„Nicht nur missverständlich, sondern auch politisch naiv.“

„Nicht nur missverständlich, sondern auch politisch naiv.“
Vor dem Paul-Löbe-Haus am Donnerstag, den 6. Juli 2023

Stellungnahme des Bundesverbands Lebensrecht zum Kommentar des Münsteraner Bischofs Felix Genn auf domradio.de vom 6. Juli 2023 zum Scheitern einer gesetzlichen Regelung der Suizidbeihilfe im Deutschen Bundestag


Der Münsteraner Bischof Felix Genn hat am 6. Juli 2023 in einem Beitrag auf domradio.de das Scheitern des Gesetzgebungsverfahrens zur Suizidbeihilfe im Bundestag kritisiert. Eine solche Neuregelung sei notwendig, damit der assistierte Suizid nicht zur „gesellschaftlichen Normalität am Lebensende“ werde. Zudem müsse, „[e]in solches Konzept“ so Genn, „die Freiverantwortlichkeit des Suizidwunsches so weit wie möglich gewährleisten“.

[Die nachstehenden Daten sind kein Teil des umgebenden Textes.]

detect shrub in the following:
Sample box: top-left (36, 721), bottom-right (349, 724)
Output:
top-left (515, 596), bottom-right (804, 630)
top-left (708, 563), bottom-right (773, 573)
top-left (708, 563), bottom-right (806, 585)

Aus Sicht des Bundesverbands Lebensrecht sind diese Worte nicht nur missverständlich, sondern auch politisch naiv.

Missverständlich deshalb, weil die oft postulierte „Freiverantwortlichkeit des Suizidwunsches“ eine Chimäre ist, die in der Lebenswirklichkeit so gut wie nie vorkommt, wie die Suizidforschung immer wieder gezeigt hat. Fast immer ist der Suizidwunsch Ausdruck einer psychischen Erkrankung oder Reaktion auf eine als unerträglich empfundene Lebenssituation.

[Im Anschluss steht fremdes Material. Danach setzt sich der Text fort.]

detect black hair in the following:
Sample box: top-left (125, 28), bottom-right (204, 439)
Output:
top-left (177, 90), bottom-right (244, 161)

Politisch naiv deshalb, weil sowohl der liberale Gesetzentwurf von Henning-Plahr, Künast u.a. als auch der restriktivere Entwurf von Castellucci u.a. indirekt zu einer Normalisierung der Suizidbeihilfe beigetragen und den kommerziellen Suizidhilfeorganisationen, die man eigentlich verhindern will, in die Hände gespielt hätten. Wie der ehemalige Vorsitzende des Deutschen Ethikrates, Peter Dabrock, kürzlich bemerkte, könnte jede gesetzliche Regelung dazu führen, dass das Handeln solcher Organisationen „als in besonderer Weise legitimiert“ und als „staatlich anerkannt und geprüft“ erscheinen könnte – „ein Werbeargument“, so Dabrock, „das seine Wirkung kaum verfehlen dürfte“.

Der Bundesverband Lebensrecht stimmt mit Bischof Genn darin überein, dass Hospizarbeit und Palliativmedizin finanziell stärker gefördert werden müssen. Der Bundesverband geht darüber hinaus und fordert die Etablierung einer umfassenden Kultur des Lebens, einschließlich der Einrichtung von Lebensoasen in katholischen medizinischen und sozialen Einrichtungen, aber nicht nur dort, damit der Gedanke an Suizid gar nicht erst aufkommt. Besondere Wachsamkeit ist geboten, wenn Begriffe wie „Altersrationierung“ in Umlauf gebracht werden, wie jüngst von der derzeitigen Vorsitzenden des Ethikrates, Alena Buyx, in einem Interview mit dem „Spiegel“.

Der Staat und erst recht die Kirche haben die Pflicht, das Leben jedes Menschen zu schützen – ohne jede Kosten-Nutzen-Rechnung. Jede Verwirrung oder Verwässerung dieser Haltung, und sei sie auch noch so wohl gemeint, ist zu vermeiden.